The development of banking regulation is important for the utilisation of non-payment insurance for the financial sector in Europe, and major challenges need to be overcome.
The insurance market, and particularly with Base II in 2004, which introduced to allow banks to use internal models to calculate their credit risk and to use an eligible guarantee as a risk weighted assets substitute for that of the borrower, saw an opportunity and used that regulation to provide a product which is eligible as a guarantee for the purpose of providing capital relief to banks.
There was something that over 80% of the banks in the survey by ITFA and IACPM do use non-payment insurance as one of their top three goals or reasons for using this to get capital relief.
Under Basel III, as it stands in Europe, it's been very good and very helpful, particularly for advanced banks who use an internal model when they calculating risk weighted assets.
Basel IV as the insurance industry is concerned, is about the economics of the use of insurance.
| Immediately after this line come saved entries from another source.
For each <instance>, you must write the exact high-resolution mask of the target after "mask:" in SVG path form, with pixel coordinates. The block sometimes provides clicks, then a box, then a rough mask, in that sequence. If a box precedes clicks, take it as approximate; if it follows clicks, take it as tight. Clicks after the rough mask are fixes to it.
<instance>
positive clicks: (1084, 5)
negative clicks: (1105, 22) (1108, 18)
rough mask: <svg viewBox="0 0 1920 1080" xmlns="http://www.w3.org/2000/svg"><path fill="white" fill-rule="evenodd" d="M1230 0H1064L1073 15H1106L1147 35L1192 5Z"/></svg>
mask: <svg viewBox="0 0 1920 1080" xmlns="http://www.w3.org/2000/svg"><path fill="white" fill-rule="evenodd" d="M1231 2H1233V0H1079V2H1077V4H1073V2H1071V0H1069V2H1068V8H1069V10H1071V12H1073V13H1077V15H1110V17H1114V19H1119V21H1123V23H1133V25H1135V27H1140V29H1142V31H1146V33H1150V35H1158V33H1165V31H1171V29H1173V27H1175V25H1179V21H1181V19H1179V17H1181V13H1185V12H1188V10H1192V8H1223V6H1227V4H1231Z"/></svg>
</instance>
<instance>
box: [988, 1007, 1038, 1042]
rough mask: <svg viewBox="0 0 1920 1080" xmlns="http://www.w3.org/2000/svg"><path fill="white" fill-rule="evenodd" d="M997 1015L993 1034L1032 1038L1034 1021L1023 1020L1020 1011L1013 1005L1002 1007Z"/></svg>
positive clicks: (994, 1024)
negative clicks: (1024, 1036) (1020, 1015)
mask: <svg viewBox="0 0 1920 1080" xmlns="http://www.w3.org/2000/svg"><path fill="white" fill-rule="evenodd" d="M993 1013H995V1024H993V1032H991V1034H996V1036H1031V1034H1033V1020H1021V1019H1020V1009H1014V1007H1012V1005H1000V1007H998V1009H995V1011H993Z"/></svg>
The key features of Basel IV is to take away the variability in the calculation of credit risk and how capital is allocated. The regulators are not going to pre-set an LGD for financial institutions and insurance companies have been clearly designated as financial institution for this purpose.
The risk mitigation community now has a lot more transparent information. There is a lot more data and product knowledge that sits around insurers, insurance brokers, associations, third parties, who provide risk data provide the data and process it technically. People in the financial industry should explore and consider how to utilize the non-payment insurance product efficiently and effectively.